Re: Abritrary multiple spaces as delimiter
by BUU (Prior) on Mar 15, 2004 at 08:20 UTC
|
Well, assuming the words in the second and third element are seperated by only one space but the elements themselves are seperated by two or, it looks like split/\s\s+/ would do basically what you want. If thats not the case, you have basically have no way guarunteed to work. If I *had* to solve that problem, I'd probably try to extract the first element and the last two elements, then guess a lot for the middle ones. | [reply] [d/l] |
|
|
I decided to go with this solution. The columns are fixed width, most likely tabs converted into spaces, but since there are no examples, in the file I'm parsing, of two fields being separated by less than two spaces, I went with splitting. Also, this worked better, since this would retain all the funny characters that a regexp might miss, like 'Æ' and such.

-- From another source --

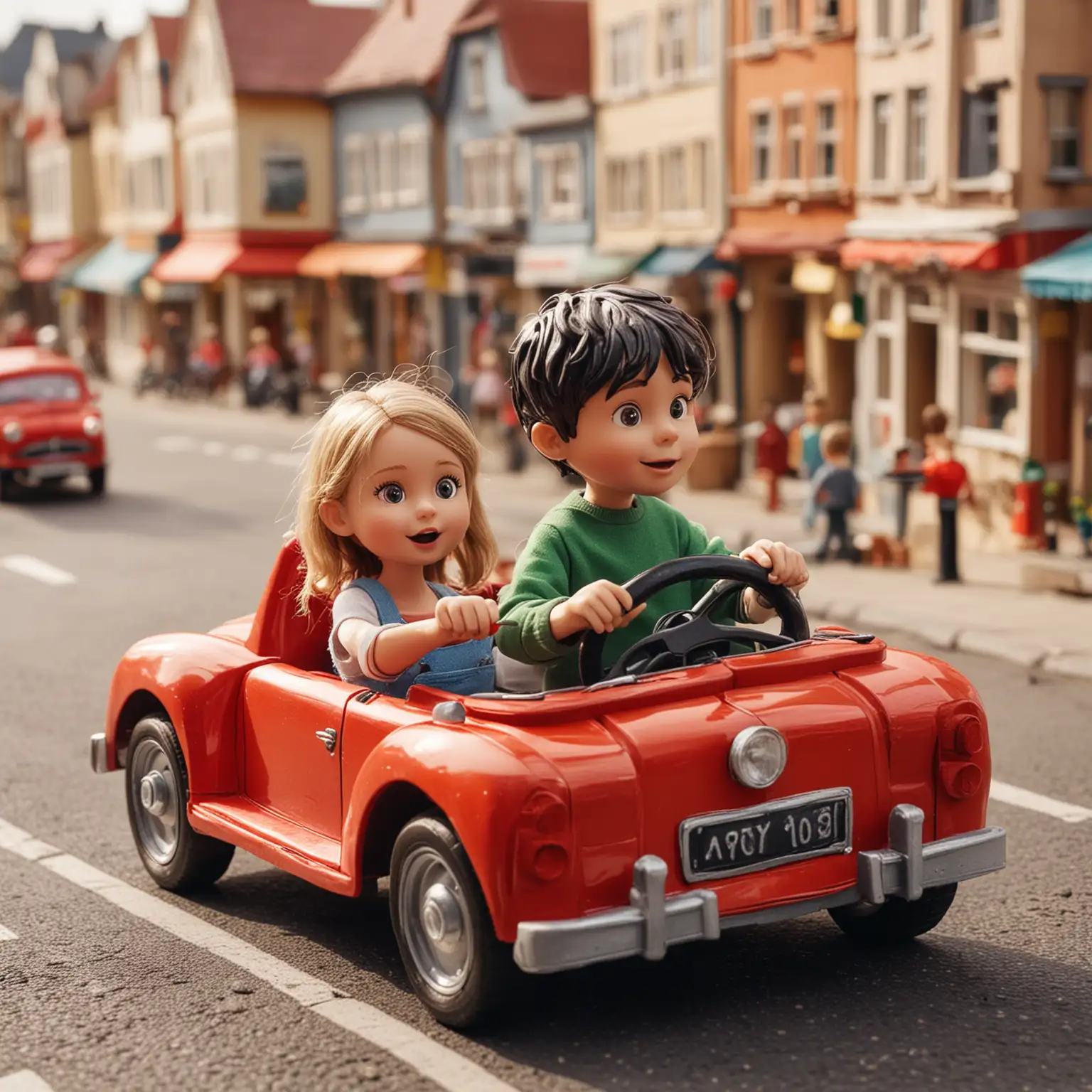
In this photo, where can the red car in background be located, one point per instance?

A link to the complete file I'm parsing.
Just out of curiosity. Say I have several thousand of these files to parse, which would be faster, splitting, regexp or the unpack solution?
Was it ok to post my reply here? I'm not up on perlmonk posting etiquette. Moderators moderate.
| [reply] |
|
|
Probably unpack. Only a benchmark will tell for sure, though. Even so, unless you have to do this so many times that it actually matters, you shouldn't care. Readability and maintainability comes first; programmer time is much more expensive than computer time.
In your case I'd pick the unpack solution simply because it's the most clearly self documenting. The split solution does not convey all the assumptions about your input, even though it works.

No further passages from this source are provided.